Navy Federal Credit Union

Awards Received

  • Distinguished Service Cross

    Service:

    United States Army

    Rank:

    First Lieutenant (Infantry)

    Batallion:

    2d Battalion

    Regiment:

    506th Infantry Regiment, 3d Brigade

    Division:

    101st Airborne Division

    Action Date:

    July 25, 1968

    Headquarters, U.S. Army, Vietnam, General Orders No. 489 (February 12, 1969)

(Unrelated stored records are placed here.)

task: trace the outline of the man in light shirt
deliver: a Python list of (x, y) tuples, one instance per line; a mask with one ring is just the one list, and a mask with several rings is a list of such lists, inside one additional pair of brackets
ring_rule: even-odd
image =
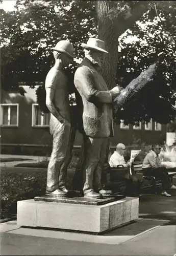
[[(132, 162), (129, 161), (127, 163), (124, 161), (124, 154), (125, 151), (125, 146), (122, 143), (118, 143), (116, 146), (116, 151), (112, 155), (109, 160), (109, 165), (112, 167), (117, 167), (117, 165), (122, 165), (123, 167), (130, 167)], [(140, 196), (140, 188), (142, 184), (142, 178), (137, 176), (135, 174), (130, 176), (130, 174), (121, 176), (125, 179), (127, 185), (125, 194), (127, 196)]]
[(167, 193), (166, 190), (175, 189), (176, 186), (171, 184), (167, 168), (161, 165), (158, 157), (161, 150), (161, 146), (158, 144), (152, 146), (151, 151), (147, 154), (143, 161), (142, 169), (144, 170), (144, 176), (161, 178), (161, 195), (170, 197), (171, 195)]

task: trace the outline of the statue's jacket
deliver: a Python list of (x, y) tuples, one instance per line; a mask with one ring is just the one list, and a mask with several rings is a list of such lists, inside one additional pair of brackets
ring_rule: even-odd
[(93, 138), (113, 137), (112, 95), (102, 76), (87, 58), (76, 70), (74, 83), (83, 101), (86, 134)]

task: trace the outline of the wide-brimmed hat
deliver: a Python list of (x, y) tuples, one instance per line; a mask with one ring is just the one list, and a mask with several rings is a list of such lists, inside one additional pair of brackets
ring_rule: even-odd
[(89, 37), (86, 44), (82, 44), (81, 46), (86, 49), (94, 49), (98, 52), (105, 52), (109, 53), (108, 52), (105, 50), (105, 42), (99, 39), (95, 38), (94, 37)]
[(59, 52), (62, 52), (67, 54), (71, 58), (74, 58), (74, 48), (72, 44), (67, 40), (61, 40), (59, 41), (55, 48), (52, 49)]

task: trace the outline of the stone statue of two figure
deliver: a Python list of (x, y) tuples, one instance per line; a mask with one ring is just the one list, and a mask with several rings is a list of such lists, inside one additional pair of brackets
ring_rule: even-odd
[[(113, 136), (111, 103), (121, 88), (116, 86), (109, 90), (99, 73), (100, 56), (108, 54), (104, 41), (90, 37), (81, 46), (85, 58), (76, 71), (74, 84), (82, 99), (82, 124), (87, 138), (82, 170), (82, 188), (84, 197), (99, 199), (113, 195), (112, 191), (103, 189), (101, 176), (108, 138)], [(68, 40), (59, 41), (52, 49), (55, 64), (45, 80), (46, 104), (51, 112), (49, 131), (53, 138), (46, 195), (66, 197), (67, 168), (71, 159), (73, 141), (68, 82), (64, 68), (72, 61), (74, 49)]]

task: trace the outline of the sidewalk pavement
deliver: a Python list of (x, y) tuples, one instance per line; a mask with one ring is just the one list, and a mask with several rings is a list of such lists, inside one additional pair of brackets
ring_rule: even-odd
[[(176, 252), (176, 226), (139, 219), (103, 235), (0, 224), (1, 255), (168, 255)], [(163, 225), (164, 225), (163, 226)]]
[[(4, 155), (1, 157), (31, 161), (44, 158)], [(24, 162), (6, 162), (7, 170)], [(140, 200), (139, 221), (102, 236), (20, 227), (15, 221), (1, 223), (1, 254), (173, 256), (176, 253), (176, 226), (173, 225), (176, 221), (176, 191), (172, 190), (170, 198), (145, 195)], [(167, 225), (170, 221), (173, 224)]]
[[(1, 155), (1, 158), (3, 159), (8, 159), (10, 158), (16, 158), (16, 161), (10, 162), (1, 162), (0, 163), (1, 167), (12, 167), (14, 165), (20, 163), (33, 163), (34, 162), (41, 161), (46, 159), (49, 159), (49, 157), (41, 156), (23, 156), (17, 155)], [(18, 159), (29, 159), (28, 160), (18, 160)]]

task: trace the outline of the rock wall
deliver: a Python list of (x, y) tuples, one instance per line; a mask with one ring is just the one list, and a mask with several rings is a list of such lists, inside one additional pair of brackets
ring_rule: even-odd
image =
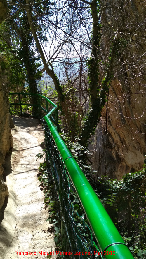
[[(6, 1), (0, 0), (0, 22), (1, 22), (6, 15), (7, 4)], [(9, 125), (8, 97), (8, 91), (3, 83), (0, 67), (0, 210), (3, 205), (5, 199), (8, 195), (8, 187), (3, 180), (4, 169), (2, 165), (4, 163), (6, 154), (12, 150), (13, 147)]]
[(89, 156), (93, 169), (98, 171), (97, 176), (108, 175), (121, 179), (143, 165), (146, 155), (144, 2), (105, 2), (107, 9), (104, 9), (104, 20), (101, 19), (102, 24), (105, 22), (106, 26), (103, 31), (103, 54), (104, 50), (110, 56), (109, 39), (114, 39), (112, 47), (119, 45), (111, 68), (114, 76), (108, 103), (89, 146)]

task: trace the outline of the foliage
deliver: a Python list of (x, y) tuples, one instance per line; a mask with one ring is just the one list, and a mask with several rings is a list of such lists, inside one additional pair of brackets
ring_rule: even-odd
[(141, 171), (125, 175), (121, 180), (102, 177), (94, 187), (136, 258), (145, 257), (146, 173), (145, 167)]
[[(63, 134), (62, 134), (62, 137), (91, 184), (123, 240), (130, 247), (135, 258), (135, 259), (145, 258), (145, 165), (142, 171), (126, 174), (121, 180), (110, 179), (107, 176), (103, 176), (98, 178), (97, 181), (95, 182), (91, 173), (94, 174), (95, 172), (92, 172), (90, 167), (87, 165), (86, 158), (83, 154), (86, 152), (86, 149), (77, 143), (73, 143), (69, 138)], [(42, 155), (40, 154), (37, 156), (41, 157)], [(46, 162), (41, 164), (41, 166), (42, 165), (43, 167), (43, 165), (45, 165), (45, 170)], [(39, 168), (41, 171), (42, 171), (41, 166)], [(47, 180), (46, 171), (44, 172), (45, 173), (43, 173), (39, 179), (43, 181), (44, 184), (48, 186), (49, 181)], [(81, 225), (84, 221), (87, 224), (88, 221), (85, 215), (81, 218), (84, 212), (81, 209), (79, 198), (71, 183), (70, 185), (72, 186), (71, 191), (74, 197), (72, 202), (72, 205), (74, 212), (77, 212), (76, 214), (74, 214), (74, 216), (77, 220), (79, 220), (78, 224), (79, 227), (80, 223)], [(52, 186), (50, 187), (53, 188)], [(57, 228), (57, 222), (56, 221), (57, 223), (56, 222), (57, 219), (55, 219), (56, 212), (54, 209), (54, 202), (51, 199), (51, 191), (48, 191), (48, 189), (47, 190), (45, 191), (46, 193), (45, 202), (47, 205), (50, 203), (49, 211), (51, 213), (48, 220), (51, 223), (55, 223), (56, 227), (56, 230), (57, 230), (55, 232), (56, 238), (55, 240), (60, 246), (61, 244), (59, 241), (58, 234), (59, 230)], [(51, 200), (50, 201), (50, 195)]]

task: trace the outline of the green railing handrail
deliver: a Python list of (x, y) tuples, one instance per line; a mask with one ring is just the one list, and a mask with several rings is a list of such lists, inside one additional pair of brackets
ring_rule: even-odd
[[(15, 93), (13, 93), (13, 94), (15, 94)], [(49, 100), (47, 99), (47, 100)], [(102, 255), (106, 259), (134, 259), (129, 249), (123, 241), (94, 190), (50, 120), (50, 116), (57, 108), (57, 105), (51, 101), (49, 102), (50, 103), (50, 102), (54, 107), (44, 118), (64, 161), (102, 252)], [(114, 251), (115, 255), (114, 254)]]

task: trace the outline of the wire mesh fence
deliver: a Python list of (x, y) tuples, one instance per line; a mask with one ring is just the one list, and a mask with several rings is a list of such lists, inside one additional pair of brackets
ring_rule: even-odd
[[(48, 177), (57, 212), (62, 251), (69, 259), (95, 258), (99, 251), (86, 215), (44, 119)], [(97, 255), (97, 253), (96, 253)], [(97, 255), (96, 255), (97, 256)]]

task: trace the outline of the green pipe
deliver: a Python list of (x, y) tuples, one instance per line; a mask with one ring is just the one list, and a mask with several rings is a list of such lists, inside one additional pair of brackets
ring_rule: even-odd
[[(102, 253), (108, 259), (134, 259), (128, 248), (71, 153), (49, 119), (44, 117)], [(114, 253), (115, 253), (115, 254)]]
[[(10, 94), (16, 93), (20, 94), (11, 93)], [(22, 94), (24, 94), (23, 93)], [(28, 95), (30, 94), (25, 94)], [(101, 251), (102, 252), (102, 255), (106, 259), (134, 259), (94, 190), (50, 121), (49, 118), (57, 110), (57, 106), (46, 97), (41, 95), (30, 94), (38, 95), (47, 100), (54, 106), (44, 118), (64, 161)], [(43, 108), (42, 107), (41, 108)], [(113, 244), (117, 243), (122, 244)], [(108, 247), (104, 252), (107, 247)]]

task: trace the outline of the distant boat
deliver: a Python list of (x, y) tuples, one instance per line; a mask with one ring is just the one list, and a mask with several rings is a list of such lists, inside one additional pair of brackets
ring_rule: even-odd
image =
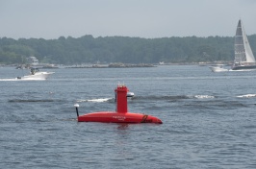
[(30, 75), (17, 77), (19, 80), (46, 80), (54, 72), (40, 72), (38, 68), (31, 68)]
[(218, 64), (216, 66), (209, 67), (213, 72), (227, 72), (229, 69), (223, 67), (223, 64)]
[(239, 20), (235, 36), (235, 60), (232, 70), (256, 69), (256, 61), (250, 48), (247, 36)]

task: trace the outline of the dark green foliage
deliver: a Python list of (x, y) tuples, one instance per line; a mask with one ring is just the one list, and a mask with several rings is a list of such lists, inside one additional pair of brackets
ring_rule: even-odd
[[(256, 35), (248, 36), (256, 54)], [(35, 56), (40, 62), (77, 64), (100, 62), (157, 63), (232, 61), (234, 37), (163, 37), (140, 38), (127, 36), (58, 39), (0, 38), (0, 62), (20, 63), (22, 58)]]

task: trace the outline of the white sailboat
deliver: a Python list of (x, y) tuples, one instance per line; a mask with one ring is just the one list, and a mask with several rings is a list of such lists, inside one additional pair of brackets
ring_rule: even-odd
[(235, 36), (235, 60), (232, 70), (243, 69), (256, 69), (256, 61), (240, 19)]

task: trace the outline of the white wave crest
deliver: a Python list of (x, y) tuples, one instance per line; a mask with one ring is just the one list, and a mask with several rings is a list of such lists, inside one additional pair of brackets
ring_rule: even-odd
[(77, 102), (107, 102), (111, 100), (112, 98), (101, 98), (101, 99), (90, 99), (90, 100), (78, 100)]
[(256, 94), (245, 94), (245, 95), (240, 95), (237, 97), (241, 97), (241, 98), (256, 97)]
[(209, 96), (209, 95), (195, 95), (194, 96), (197, 99), (213, 99), (215, 96)]

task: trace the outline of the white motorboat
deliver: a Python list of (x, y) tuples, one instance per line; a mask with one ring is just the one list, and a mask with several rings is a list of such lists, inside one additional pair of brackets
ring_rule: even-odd
[(227, 72), (227, 71), (229, 71), (229, 69), (224, 68), (222, 64), (218, 64), (216, 66), (210, 66), (209, 68), (213, 72)]
[(38, 68), (31, 68), (30, 75), (17, 77), (20, 80), (46, 80), (54, 72), (40, 72)]

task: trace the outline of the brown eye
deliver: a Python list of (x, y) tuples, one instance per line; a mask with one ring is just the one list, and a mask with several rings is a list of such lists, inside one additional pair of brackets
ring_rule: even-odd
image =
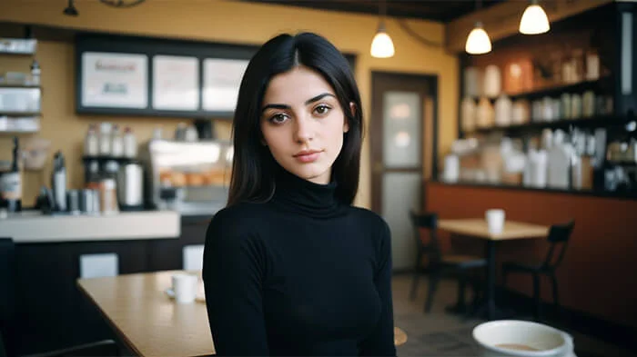
[(272, 124), (283, 124), (286, 120), (288, 120), (288, 115), (282, 114), (274, 114), (268, 119)]
[(316, 108), (314, 108), (314, 111), (318, 114), (318, 115), (325, 115), (329, 112), (330, 107), (328, 105), (318, 105)]

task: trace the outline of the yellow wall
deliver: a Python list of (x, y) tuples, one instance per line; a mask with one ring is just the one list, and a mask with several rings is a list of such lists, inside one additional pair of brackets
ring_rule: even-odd
[[(358, 55), (356, 78), (360, 87), (363, 110), (369, 118), (371, 71), (436, 74), (439, 75), (439, 151), (450, 145), (457, 133), (458, 63), (442, 48), (427, 47), (410, 36), (395, 21), (387, 22), (396, 47), (390, 59), (369, 55), (369, 45), (378, 25), (371, 15), (300, 9), (288, 6), (218, 0), (148, 0), (139, 6), (115, 9), (97, 1), (79, 1), (80, 15), (62, 15), (65, 1), (2, 0), (1, 22), (46, 25), (68, 28), (107, 31), (128, 35), (154, 35), (260, 45), (282, 32), (312, 31), (335, 44), (343, 52)], [(441, 24), (409, 20), (421, 36), (444, 43)], [(71, 43), (40, 42), (36, 58), (42, 67), (43, 122), (39, 135), (53, 141), (54, 150), (66, 156), (68, 184), (83, 183), (80, 163), (82, 141), (91, 123), (107, 119), (129, 125), (140, 142), (147, 140), (156, 125), (172, 133), (178, 119), (155, 117), (104, 117), (74, 113), (74, 47)], [(0, 56), (0, 72), (25, 70), (28, 60)], [(16, 68), (19, 67), (19, 68)], [(219, 123), (219, 121), (217, 121)], [(229, 137), (228, 123), (217, 125), (219, 136)], [(369, 130), (368, 130), (369, 133)], [(369, 138), (369, 134), (367, 135)], [(10, 140), (0, 136), (0, 158), (9, 154)], [(356, 204), (369, 207), (369, 140), (365, 141), (361, 180)], [(43, 173), (26, 173), (25, 200), (30, 205), (38, 185), (48, 184), (50, 160)]]

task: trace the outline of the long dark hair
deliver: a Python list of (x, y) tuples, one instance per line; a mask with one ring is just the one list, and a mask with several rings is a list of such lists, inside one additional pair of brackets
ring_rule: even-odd
[[(360, 94), (349, 64), (328, 40), (318, 35), (279, 35), (264, 44), (248, 64), (241, 80), (232, 124), (234, 159), (228, 205), (268, 201), (275, 190), (275, 174), (280, 168), (269, 149), (261, 144), (260, 114), (263, 95), (275, 75), (302, 64), (320, 74), (332, 86), (349, 130), (332, 165), (336, 196), (351, 204), (359, 189), (362, 108)], [(355, 110), (350, 110), (353, 103)]]

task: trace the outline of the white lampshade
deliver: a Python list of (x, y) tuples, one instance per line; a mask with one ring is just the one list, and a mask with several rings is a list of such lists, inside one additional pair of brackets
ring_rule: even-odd
[(522, 14), (520, 20), (520, 32), (524, 35), (544, 34), (551, 29), (549, 18), (544, 9), (533, 1)]
[(371, 41), (371, 56), (376, 58), (389, 58), (394, 55), (394, 43), (385, 32), (384, 26), (379, 26), (374, 39)]
[(491, 52), (491, 40), (489, 39), (489, 35), (482, 28), (482, 24), (477, 23), (473, 30), (469, 33), (464, 49), (470, 55), (482, 55)]

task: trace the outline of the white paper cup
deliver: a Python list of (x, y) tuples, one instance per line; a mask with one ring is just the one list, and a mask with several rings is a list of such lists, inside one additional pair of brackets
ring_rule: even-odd
[(175, 301), (177, 303), (190, 303), (197, 296), (198, 279), (197, 275), (177, 273), (172, 276)]
[[(480, 357), (571, 357), (572, 338), (545, 324), (517, 320), (481, 323), (473, 329)], [(537, 351), (514, 350), (504, 345), (524, 345)]]
[(492, 209), (487, 210), (484, 214), (487, 220), (487, 226), (489, 227), (489, 233), (491, 234), (500, 234), (504, 230), (504, 210)]

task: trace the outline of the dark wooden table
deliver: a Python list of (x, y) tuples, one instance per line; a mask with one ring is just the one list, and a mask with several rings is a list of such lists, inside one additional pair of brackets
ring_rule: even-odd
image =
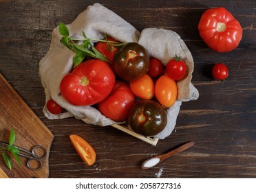
[[(184, 102), (175, 131), (156, 146), (117, 129), (87, 125), (74, 118), (49, 120), (42, 112), (45, 94), (39, 62), (51, 33), (70, 23), (94, 3), (113, 10), (139, 31), (162, 27), (180, 35), (195, 62), (196, 101)], [(224, 6), (239, 21), (242, 40), (235, 50), (219, 53), (200, 37), (203, 12)], [(50, 178), (256, 178), (256, 1), (0, 1), (0, 72), (55, 136), (50, 155)], [(211, 69), (226, 63), (224, 83)], [(85, 139), (97, 153), (83, 163), (69, 135)], [(143, 170), (144, 160), (193, 141), (193, 147)]]

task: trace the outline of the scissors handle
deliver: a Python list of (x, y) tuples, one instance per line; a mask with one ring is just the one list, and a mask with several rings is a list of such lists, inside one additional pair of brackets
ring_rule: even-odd
[[(18, 149), (21, 152), (29, 154), (27, 155), (23, 153), (18, 154), (18, 155), (28, 158), (27, 166), (28, 168), (33, 171), (37, 171), (42, 169), (43, 163), (41, 159), (44, 158), (47, 154), (46, 149), (43, 147), (39, 145), (35, 145), (33, 147), (31, 152), (21, 147), (18, 147)], [(39, 154), (39, 152), (41, 154)]]

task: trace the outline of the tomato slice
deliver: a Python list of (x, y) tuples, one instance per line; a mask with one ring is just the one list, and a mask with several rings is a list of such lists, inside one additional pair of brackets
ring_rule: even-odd
[(85, 139), (76, 134), (71, 134), (70, 138), (81, 158), (88, 165), (93, 165), (96, 156), (94, 148)]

    The President of the United States of America, authorized by Act of Congress, July 9, 1918 (amended by act of July 25, 1963), takes pleasure in presenting the Distinguished Service Cross to First Lieutenant (Infantry) Michael J. Williams (ASN: OF-111319), United States Army, for extraordinary heroism in connection with military operations involving conflict with an armed hostile force in the Republic of Vietnam, while serving with Company A, 2d Battalion, 506th Infantry, 3d Brigade, 101st Airborne Division (Airmobile). First Lieutenant Williams distinguished himself by exceptionally valorous actions on 25 July 1968 as a platoon leader during combat operations near Cu Chi. Lieutenant Williams’ company was met by fierce small arms and machine gun fire as it was inserted by helicopter into an enemy-held area. Crossing seventy-five meters of bullet-swept rice paddy, he reached a hedgerow in which the majority of the hostile positions were concealed. He quickly silenced one machine gun with a hand grenade, and then crawled through the bushes, methodically destroying the communists’ strongholds and killing the occupants. Despite receiving numerous fragmentation wounds in his legs from an enemy hand grenade, he stood up and charged a machine gun position which had his comrades pinned down. Completely exposing himself to the hostile fusillade, he tossed a grenade into the bunker’s opening and used the fortification itself as a shield from the blast. After insuring that the machine gun had been rendered useless, he crawled into the open rice paddy and began moving back to his men, but was shot through both legs by the communists and again received fragmentation wounds in his legs from an enemy hand grenade. Realizing that he would be killed if he moved, Lieutenant Williams played dead for eight hours not more than twenty feet from the hostile positions. When darkness came he dragged himself more than three hundred meters back to his unit’s night location. First Lieutenant Williams’ extraordinary heroism and devotion to duty were in keeping with the highest traditions of the military service and reflect great credit upon himself, his unit, and the United States Army.